Christie’s and Sotheby’s were quick to enter the NFT market. A few art galleries have followed – for instance, in August last year the König Galerie in Berlin launched MISA, which it described as “the first art world NFT platform”.

But there are plenty of obstacles for conventional art market players that have a duty to conduct due diligence. The owner of an NFT, unlike the owner of a physical artwork, does not have possession of it – instead it is located on a digital platform over which he or she has no control. What happens if the platform goes bankrupt? While the legal framework races to catch up with technology, there is much about the market that remains risky.

One of the biggest drawbacks is the carbon footprint of NFTs – estimates for carbon emissions caused by an NFT sale on the Ethereum blockchain calculate them at about the same as those caused by a month of electricity use by a person living in the EU. More sustainable technology, however, is on the way, and some blockchains are already much more energy efficient. NFT advocates point out that the traditional art market is not more environmentally friendly, given the flights to trade fairs, exhibitions and biennials around the world, and the shipments of art from one continent to another.

Museums join the action

Museums also jumped on the NFT bandwagon, selling tokens of classic works to raise money in the cash-strapped pandemic-lockdown era. The Uffizi in Florence, for instance, sold an NFT of Michelangelo’s Doni Tondo last year for ˆ140,000. But as Weidinger pointed out, this is not selling art.
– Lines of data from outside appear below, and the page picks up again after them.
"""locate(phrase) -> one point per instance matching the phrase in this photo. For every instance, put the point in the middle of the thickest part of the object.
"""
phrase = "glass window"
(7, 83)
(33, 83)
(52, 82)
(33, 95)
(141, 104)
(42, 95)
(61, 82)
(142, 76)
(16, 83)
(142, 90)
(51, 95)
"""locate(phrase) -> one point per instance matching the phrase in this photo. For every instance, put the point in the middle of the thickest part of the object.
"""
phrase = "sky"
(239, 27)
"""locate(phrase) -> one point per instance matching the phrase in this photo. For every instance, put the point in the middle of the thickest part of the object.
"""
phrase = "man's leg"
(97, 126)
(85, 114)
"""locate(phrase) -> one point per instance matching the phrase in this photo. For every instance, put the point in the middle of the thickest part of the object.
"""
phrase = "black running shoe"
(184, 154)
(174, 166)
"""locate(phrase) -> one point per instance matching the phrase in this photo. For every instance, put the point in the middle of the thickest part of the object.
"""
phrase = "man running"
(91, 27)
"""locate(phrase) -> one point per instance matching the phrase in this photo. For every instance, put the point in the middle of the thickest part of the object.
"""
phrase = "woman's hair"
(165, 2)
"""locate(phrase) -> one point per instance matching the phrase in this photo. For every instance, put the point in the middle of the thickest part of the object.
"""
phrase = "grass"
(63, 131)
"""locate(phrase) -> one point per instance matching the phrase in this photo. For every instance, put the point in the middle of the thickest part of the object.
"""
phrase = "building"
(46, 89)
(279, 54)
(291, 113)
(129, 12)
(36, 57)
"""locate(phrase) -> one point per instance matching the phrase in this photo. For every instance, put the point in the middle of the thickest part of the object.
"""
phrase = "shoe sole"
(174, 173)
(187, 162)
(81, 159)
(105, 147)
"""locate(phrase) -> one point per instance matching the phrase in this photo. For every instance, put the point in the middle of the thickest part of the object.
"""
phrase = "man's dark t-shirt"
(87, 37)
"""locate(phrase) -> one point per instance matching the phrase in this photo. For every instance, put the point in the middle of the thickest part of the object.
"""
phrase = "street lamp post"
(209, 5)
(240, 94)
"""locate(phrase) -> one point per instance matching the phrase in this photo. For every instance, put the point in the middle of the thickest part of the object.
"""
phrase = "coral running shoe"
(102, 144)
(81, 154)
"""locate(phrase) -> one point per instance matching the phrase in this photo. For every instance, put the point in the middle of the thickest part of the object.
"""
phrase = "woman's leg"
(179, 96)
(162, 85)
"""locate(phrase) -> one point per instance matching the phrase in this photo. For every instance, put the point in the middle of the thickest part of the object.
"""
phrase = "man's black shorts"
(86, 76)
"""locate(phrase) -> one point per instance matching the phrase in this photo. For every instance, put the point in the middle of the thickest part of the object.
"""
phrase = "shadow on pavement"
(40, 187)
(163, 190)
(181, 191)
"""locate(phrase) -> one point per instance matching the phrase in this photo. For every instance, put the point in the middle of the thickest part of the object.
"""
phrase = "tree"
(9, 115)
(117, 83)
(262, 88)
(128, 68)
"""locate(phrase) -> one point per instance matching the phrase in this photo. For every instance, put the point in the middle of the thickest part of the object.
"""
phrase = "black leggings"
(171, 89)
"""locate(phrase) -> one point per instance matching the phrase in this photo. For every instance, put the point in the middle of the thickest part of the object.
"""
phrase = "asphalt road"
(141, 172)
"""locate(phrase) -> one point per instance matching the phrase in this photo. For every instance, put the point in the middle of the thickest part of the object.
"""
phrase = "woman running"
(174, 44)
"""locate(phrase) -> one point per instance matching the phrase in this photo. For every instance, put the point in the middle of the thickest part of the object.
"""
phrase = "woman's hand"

He likened such tokens to “fridge magnets”.

Boll also described them as very expensive museum shop gadgets. “Museums are taking advantage of a certain window that will close, because people will realize it is not really interesting”, he said. “They are striking while the iron is hot.”

That window may already be closing: Vienna’s Belvedere offered 10,000 NFTs featuring fragments of Gustav Klimt’s Kiss on Valentine’s Day this year. Less than a quarter had been sold by early May, according to local press reports. Those trading in the secondary market were priced lower than the initial price-tag of ˆ1850.

Few museums have purchased NFTs of digital art for their own collections, Weidinger said. However, his museum is the only one in Austria to have acquired them. Another notable exception is the ZKM (Centre for Art and Media) in Karlsruhe, which purchased NFTs back in 2017, four years before the Beeple sale, and is now showing them in an exhibition called “Crypto Art: It’s Not About Money”.

Yet it was money - in vast quantities - that first brought NFTs to the attention of the general public. The Beeple sale, Weidinger said, served as a wake-up call, meaning that finally “museums are catching up and doing their homework on digital art”.



Cellular Automata (1992-1998) by Austrian artist Herbert W. Franke, one of the pioneers of computer art, as well as a science fiction writer and physicist.